Muscle-bound Officer Rob isn’t your stereotypical donut eating cop. While he’s big enough to pound any wrongdoer into the asphalt, his method of choice is to race his chopper around the city skyline and train its spotlight on getaway cars long enough for officers on the ground to give chase and barrel right into them. When this airborne cop is on the beat, you sure don’t want to be a Suspect in Sight (Out Now, $0.99)!

Games that eschew virtual buttons in favor of gestures have fared quite well on iOS lately, and the tilt-driven Suspect is no exception. The player’s major task – shadowing getaway cars as they try to shake off your auto-locking search light – is the kind that’s easy to get into but challenging to master. A handy radar makes finding suspects on the crowded roads simple; from that point on it’s all about getting a good handle on the chopper’s physics and reacting to the suspect’s sudden turns and speed shifts. You have one minute to round up as many suspects as possible, but a few bonus seconds for every bagged criminal keeps a skilled player in the game. The idea is to sharpen your skill over many, many short playthroughs until you rack up enough points to unlock new helicopters and bonus gameplay modes that shake up the formula a bit.

Unfortunately you have to sink quite a bit of time into Suspect before those rewards begin piling up. Don’t sweat the fact that the game released with two out of the three planned city stages; the third will be available by the time you would naturally unlock it, and I can say that with confidence even though I have no clue when the content update is going to happen. Even if you’re good enough to rack up score multipliers by remaining locked on to suspects throughout a chase, unlocking all the game’s content is a torturously long endeavor. Therefore Suspect has a fundamentally repetitive feel, but at $0.99 it works well as a game of beat-your-own-record.

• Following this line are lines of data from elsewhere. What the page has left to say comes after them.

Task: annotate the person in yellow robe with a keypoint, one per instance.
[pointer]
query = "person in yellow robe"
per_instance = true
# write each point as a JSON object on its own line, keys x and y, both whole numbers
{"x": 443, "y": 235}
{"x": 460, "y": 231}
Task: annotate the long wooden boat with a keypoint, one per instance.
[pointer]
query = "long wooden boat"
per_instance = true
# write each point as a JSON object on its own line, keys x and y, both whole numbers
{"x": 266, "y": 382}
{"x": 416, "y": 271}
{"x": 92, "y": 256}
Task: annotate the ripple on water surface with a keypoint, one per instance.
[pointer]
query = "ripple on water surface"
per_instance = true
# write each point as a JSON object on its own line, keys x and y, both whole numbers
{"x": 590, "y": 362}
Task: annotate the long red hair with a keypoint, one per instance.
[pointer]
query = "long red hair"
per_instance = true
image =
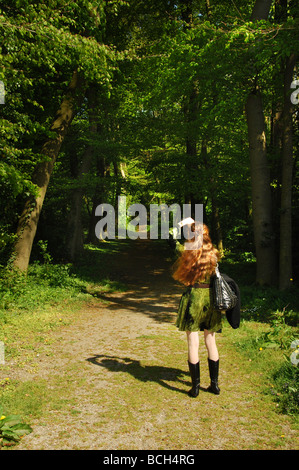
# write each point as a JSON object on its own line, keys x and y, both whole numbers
{"x": 197, "y": 265}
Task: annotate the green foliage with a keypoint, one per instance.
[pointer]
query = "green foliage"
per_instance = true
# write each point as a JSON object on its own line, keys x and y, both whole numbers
{"x": 285, "y": 388}
{"x": 12, "y": 429}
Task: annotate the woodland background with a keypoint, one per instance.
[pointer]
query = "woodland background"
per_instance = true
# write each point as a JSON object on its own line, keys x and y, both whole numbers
{"x": 162, "y": 101}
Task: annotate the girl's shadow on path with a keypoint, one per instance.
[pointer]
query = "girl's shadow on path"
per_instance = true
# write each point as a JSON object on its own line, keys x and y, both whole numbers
{"x": 158, "y": 374}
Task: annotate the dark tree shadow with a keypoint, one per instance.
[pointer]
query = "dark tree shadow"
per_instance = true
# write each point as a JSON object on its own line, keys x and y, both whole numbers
{"x": 158, "y": 374}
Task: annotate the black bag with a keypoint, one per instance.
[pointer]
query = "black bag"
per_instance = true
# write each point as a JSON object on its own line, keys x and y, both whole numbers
{"x": 223, "y": 296}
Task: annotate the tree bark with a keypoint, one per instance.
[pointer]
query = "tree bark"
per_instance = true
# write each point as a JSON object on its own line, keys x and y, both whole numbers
{"x": 28, "y": 221}
{"x": 285, "y": 251}
{"x": 260, "y": 174}
{"x": 260, "y": 189}
{"x": 75, "y": 242}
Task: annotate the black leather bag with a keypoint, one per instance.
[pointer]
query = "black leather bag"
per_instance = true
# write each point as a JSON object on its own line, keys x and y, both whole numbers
{"x": 223, "y": 296}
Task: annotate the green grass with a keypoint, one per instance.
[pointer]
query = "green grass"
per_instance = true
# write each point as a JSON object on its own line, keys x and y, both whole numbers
{"x": 50, "y": 297}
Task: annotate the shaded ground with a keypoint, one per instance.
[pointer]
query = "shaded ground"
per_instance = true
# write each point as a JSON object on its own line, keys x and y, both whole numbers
{"x": 117, "y": 376}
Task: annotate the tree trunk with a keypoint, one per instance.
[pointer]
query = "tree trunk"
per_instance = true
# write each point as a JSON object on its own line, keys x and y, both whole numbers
{"x": 285, "y": 252}
{"x": 29, "y": 218}
{"x": 75, "y": 243}
{"x": 261, "y": 191}
{"x": 260, "y": 174}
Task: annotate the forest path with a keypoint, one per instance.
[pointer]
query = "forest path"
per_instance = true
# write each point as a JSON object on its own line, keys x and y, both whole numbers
{"x": 117, "y": 377}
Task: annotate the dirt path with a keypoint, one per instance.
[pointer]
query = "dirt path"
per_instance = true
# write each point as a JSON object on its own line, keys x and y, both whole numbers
{"x": 117, "y": 377}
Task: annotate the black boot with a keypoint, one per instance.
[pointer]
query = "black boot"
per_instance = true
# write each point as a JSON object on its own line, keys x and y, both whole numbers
{"x": 195, "y": 377}
{"x": 214, "y": 371}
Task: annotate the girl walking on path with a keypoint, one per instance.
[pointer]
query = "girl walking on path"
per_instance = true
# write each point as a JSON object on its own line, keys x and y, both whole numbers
{"x": 196, "y": 313}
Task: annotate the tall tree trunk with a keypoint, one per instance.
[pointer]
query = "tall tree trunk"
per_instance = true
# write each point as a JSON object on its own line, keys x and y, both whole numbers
{"x": 285, "y": 252}
{"x": 261, "y": 191}
{"x": 29, "y": 218}
{"x": 260, "y": 174}
{"x": 75, "y": 242}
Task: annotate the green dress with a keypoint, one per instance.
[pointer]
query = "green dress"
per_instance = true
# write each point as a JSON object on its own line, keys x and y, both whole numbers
{"x": 196, "y": 311}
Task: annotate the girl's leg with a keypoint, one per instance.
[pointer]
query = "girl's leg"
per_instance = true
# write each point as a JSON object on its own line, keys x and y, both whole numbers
{"x": 210, "y": 342}
{"x": 193, "y": 345}
{"x": 213, "y": 361}
{"x": 193, "y": 362}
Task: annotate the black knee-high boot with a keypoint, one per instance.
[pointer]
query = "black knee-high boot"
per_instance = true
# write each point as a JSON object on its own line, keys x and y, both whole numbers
{"x": 214, "y": 372}
{"x": 195, "y": 377}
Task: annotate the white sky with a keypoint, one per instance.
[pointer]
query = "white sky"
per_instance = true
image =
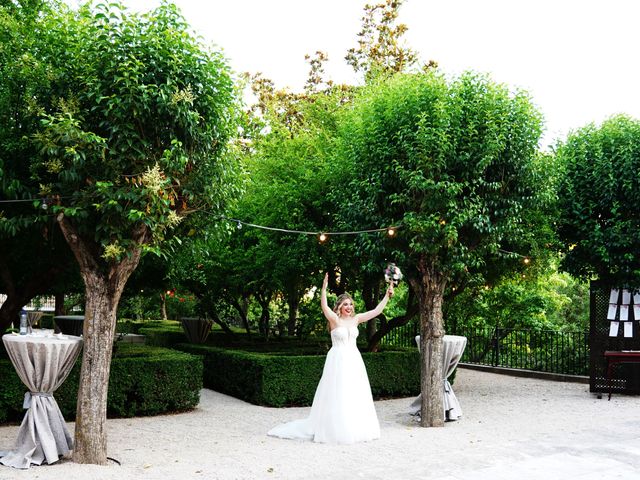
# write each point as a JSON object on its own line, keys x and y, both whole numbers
{"x": 577, "y": 58}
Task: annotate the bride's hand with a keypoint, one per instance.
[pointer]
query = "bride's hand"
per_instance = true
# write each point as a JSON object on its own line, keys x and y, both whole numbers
{"x": 390, "y": 290}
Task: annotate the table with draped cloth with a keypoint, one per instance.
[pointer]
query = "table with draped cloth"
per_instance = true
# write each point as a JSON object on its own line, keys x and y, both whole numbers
{"x": 43, "y": 361}
{"x": 452, "y": 349}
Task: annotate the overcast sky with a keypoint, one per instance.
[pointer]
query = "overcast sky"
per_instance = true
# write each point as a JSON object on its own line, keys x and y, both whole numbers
{"x": 577, "y": 58}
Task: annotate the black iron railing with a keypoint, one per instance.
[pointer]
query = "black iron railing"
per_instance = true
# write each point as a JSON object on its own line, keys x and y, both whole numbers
{"x": 540, "y": 350}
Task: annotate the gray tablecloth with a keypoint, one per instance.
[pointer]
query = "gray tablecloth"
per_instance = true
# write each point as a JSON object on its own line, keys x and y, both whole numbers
{"x": 453, "y": 348}
{"x": 43, "y": 361}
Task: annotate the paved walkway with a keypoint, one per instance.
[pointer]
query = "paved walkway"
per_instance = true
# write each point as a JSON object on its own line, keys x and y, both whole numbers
{"x": 513, "y": 427}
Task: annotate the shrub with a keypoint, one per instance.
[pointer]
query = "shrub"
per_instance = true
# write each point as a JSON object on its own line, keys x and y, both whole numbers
{"x": 143, "y": 381}
{"x": 286, "y": 380}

It definitely helps that Jujubee pulled off excellent tilt mechanics. The game automatically calibrates to whatever position you’re in when you enter a level, saving some setup work on the player’s part — though you can calibrate manually during play. There’s supposedly an option to switch from the accelerometer to a virtual joystick but I didn’t find it on my iPod Touch 4, nor did I feel a need for it.

One thing Suspect could use in updates is a proper live tutorial; a few important gameplay nuances only clicked for me over time, and some players are sure to feel like a fish out of water at first. Blame part of that on the – ahem – distractingly gritty artwork that accompanies the tutorial, and there’s plenty more where that came from in comic book stills that introduce the game’s three environments. Suffice it to say this might not be one for the kiddies. Whatever your take on the art, you have to appreciate Suspect’s sound design, filled to the brim with sirens and radio chatter. In a more lavish production in this genre it would be great if this kind of radio chatter actually fed into the gameplay; for now it sets an appropriate atmosphere.

iFanzine Verdict: A great one to pick up if you’re looking for a bargain-priced but solid tilt controlled game and enjoy challenging yourself as much as the leaderboards. While Suspect packs some much-needed content variety, you’ll have to get over any aversion to repetitive play or else you’ll never hang around long enough to see it.